Composition in Live View
In live view, the camera can superimpose one of two grids over the live feed (some models have a third diagonal line overlay). These help you see whether the horizon is level or compose your scene according to the rule of thirds.
The benefits of live view aren’t limited to landscape photography. They apply to any area where you might use a tripod-mounted camera. In architectural photography, the grid overlays help you make sure that the sides of buildings are straight (a big benefit to photographers using wideangle or tilt-shift lenses).
If macro or close-up photography is your thing, you’ll probably find looking at the live view display much easier than looking through the viewfinder, especially if your subject is static. The 5x and 10x zooms help you make sure your subject is truly in focus. The depth-of-field button helps you evaluate depth of field.
Some portrait photographers like to work with the camera on a tripod. If this applies to you, then you might like to try
live view combined with face-detect autofocus. It’s easier than looking through the viewfinder and lets you concentrate on talking to your subject, helping put them at ease and create a good portrait. If you’re working in black & white it helps to see the portrait displayed in monochrome.
Autofocus in Live View
Autofocus options available in live view vary greatly between models, so this is an area where you should check your camera’s instruction manual to see exactly what it can do. The first cameras with live view didn’t even have autofocus, while newer cameras such as the EOS 80D are quite sophisticated and can even track moving subjects (although don’t expect it to work as well as the phase-detection AF used by the camera when you view the subject through the viewfinder).
In live view, the camera uses contrast detection to focus on the subject, taking readings from the camera’s sensor. This is marginally slower than phase-detection autofocus, but more accurate, even at wide apertures, and eliminates the need for autofocus micro-adjustment.
Newer EOS cameras (such as the EOS 80D and 7D Mark II) have dual-pixel CMOS autofocus. The technology sounds impressive, and it is. Each effective pixel on the camera’s sensor contains two photo diodes. The camera takes separate readings from each one for focusing purposes, enabling it to focus more smoothly than when using contrast-detection autofocus, in which the lens tends to hunt before locking on the subject. The principal use of dual-pixel CMOS autofocus is for smooth focus in Movie Mode, but it’s also useful for still photographers as it helps the camera track moving subjects in live view.
Step by step: How to set up Live View on a Canon EOS 5D Mark III
To start, activate Live View using the camera’s menu. Navigate to Live View Shoot and select Enable.

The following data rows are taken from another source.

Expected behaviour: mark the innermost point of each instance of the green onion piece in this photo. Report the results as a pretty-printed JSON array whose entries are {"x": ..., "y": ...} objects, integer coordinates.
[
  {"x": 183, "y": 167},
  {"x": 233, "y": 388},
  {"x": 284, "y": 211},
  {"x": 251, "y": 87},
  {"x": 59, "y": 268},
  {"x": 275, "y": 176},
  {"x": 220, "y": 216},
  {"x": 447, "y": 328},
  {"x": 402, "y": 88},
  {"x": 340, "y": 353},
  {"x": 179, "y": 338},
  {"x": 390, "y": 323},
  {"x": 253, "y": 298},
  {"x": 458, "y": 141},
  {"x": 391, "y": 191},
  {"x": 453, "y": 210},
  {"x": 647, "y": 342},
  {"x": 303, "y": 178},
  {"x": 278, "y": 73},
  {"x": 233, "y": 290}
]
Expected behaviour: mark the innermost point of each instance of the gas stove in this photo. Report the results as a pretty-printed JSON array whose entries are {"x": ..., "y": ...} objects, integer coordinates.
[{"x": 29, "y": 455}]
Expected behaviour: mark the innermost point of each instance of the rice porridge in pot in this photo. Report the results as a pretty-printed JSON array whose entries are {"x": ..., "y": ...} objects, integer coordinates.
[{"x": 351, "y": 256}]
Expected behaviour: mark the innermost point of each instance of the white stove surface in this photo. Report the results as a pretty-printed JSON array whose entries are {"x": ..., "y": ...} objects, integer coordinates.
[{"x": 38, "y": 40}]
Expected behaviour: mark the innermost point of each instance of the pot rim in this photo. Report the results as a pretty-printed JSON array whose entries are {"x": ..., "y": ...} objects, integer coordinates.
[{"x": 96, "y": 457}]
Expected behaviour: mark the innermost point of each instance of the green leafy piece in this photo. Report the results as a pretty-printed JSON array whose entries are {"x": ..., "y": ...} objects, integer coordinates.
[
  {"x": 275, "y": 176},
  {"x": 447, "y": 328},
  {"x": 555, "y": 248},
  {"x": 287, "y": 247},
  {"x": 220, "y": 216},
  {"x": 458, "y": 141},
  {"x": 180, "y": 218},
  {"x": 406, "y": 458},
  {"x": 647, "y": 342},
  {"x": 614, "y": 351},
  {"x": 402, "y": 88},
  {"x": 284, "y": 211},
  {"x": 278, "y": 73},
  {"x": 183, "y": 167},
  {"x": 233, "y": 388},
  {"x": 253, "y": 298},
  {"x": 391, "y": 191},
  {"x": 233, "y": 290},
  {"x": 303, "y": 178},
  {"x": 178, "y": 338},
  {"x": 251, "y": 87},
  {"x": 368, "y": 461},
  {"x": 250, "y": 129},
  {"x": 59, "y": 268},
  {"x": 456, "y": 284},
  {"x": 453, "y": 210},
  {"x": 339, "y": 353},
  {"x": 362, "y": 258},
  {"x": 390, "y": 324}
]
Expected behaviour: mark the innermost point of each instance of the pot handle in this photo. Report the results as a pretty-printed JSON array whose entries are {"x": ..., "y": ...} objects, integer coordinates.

Find the Live View Shooting switch, located to the right of the viewfinder on the back of the camera. Set it to Live View, represented by the white camera-shaped icon.
Press the Start/Stop button to enter Live View. The camera’s mirror locks up, the viewfinder goes dark and the camera displays a live feed on the rear LCD screen.
Use the Multi-controller joystick or Cross Keys to move the AF square to the part of the subject you want to focus on (if your camera has a touchscreen you can tap the LCD screen instead).
With the lens set to AF (autofocus), press the shutter button half way to focus, and all the way down to take the photograph.